After a somewhat contentious public hearing, I paused to pray to see what else might be done to shine light on the situation and ensure that any funding augmentations for the parks would be for necessities, not excesses. I had a sense that divine Love governs and sustains all, and that fear and greed can be cleared away as we align our treasures and hearts – our thoughts, motives, desires – with Love. Then we move beyond the picture of a limited material pie, and find all we need.

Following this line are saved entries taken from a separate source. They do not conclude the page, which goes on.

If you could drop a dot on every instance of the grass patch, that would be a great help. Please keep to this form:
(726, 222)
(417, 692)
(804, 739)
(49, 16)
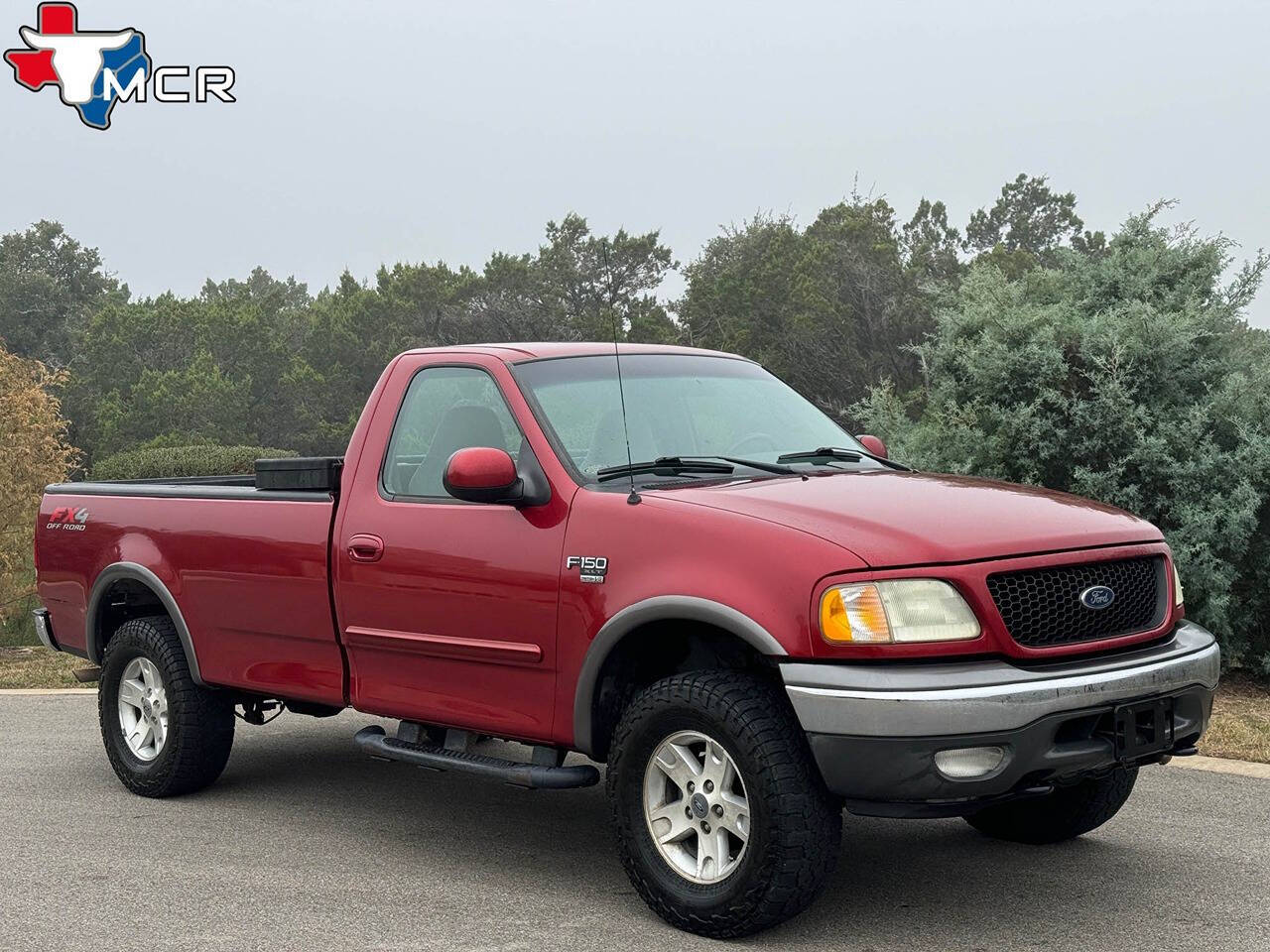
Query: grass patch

It came to me to again contact the part-time ranger who, with a volunteer staff, managed the adjacent historic site, and ask exactly what that park did need. He informed me that the critical need was to seismically retrofit an existing historic structure so it could be accessed by visitors and used as a museum. The estimated cost of that work was about 1 percent of the proposed mall purchase price, and after I provided this information with the completed study for the decisionmakers’ consideration, the mall purchase was dropped from the budget and funds were provided for the building retrofit.

I was grateful for this small but encouraging example of how cherishing a need overcame greed and waste. I’ve found it helpful to continue to ask myself how I can lessen fear, greed, and self-interest in my own thinking and living. Am I leaning on luck or human influence in order to get a piece of the action? Jesus advised: “Lay not up for yourselves treasures upon earth ... but lay up for yourselves treasures in heaven .... For where your treasure is, there will your heart be also” (Matt. 6:19-21).

Prayerfully considering what we treasure helps us separate needs from wants, and eliminates both the fear of lack and the desire for more, which often drive pork spending requests and decisions. Prayer shifts our focus beyond the material pie to the true source of all supply, one good and infinite God. Prayer shifts the heart from earth to heaven, from matter to Spirit. This enables one to more clearly see that divine Love, God, is omnipresent and omnipotent, and that Love, as Mary Baker Eddy noted, “always will meet every human need” (“Science and Health with Key to the Scriptures,” p. 494), without lobbying or earmarking on our part.

As we gain a clearer consciousness of spiritual reality and our eternal connection to our spiritual source, God, we realize that we don’t need a bigger material pie, a thicker slice of it, or closer ties to those cutting it. What we need is to recognize and accept the spiritual good that’s always available.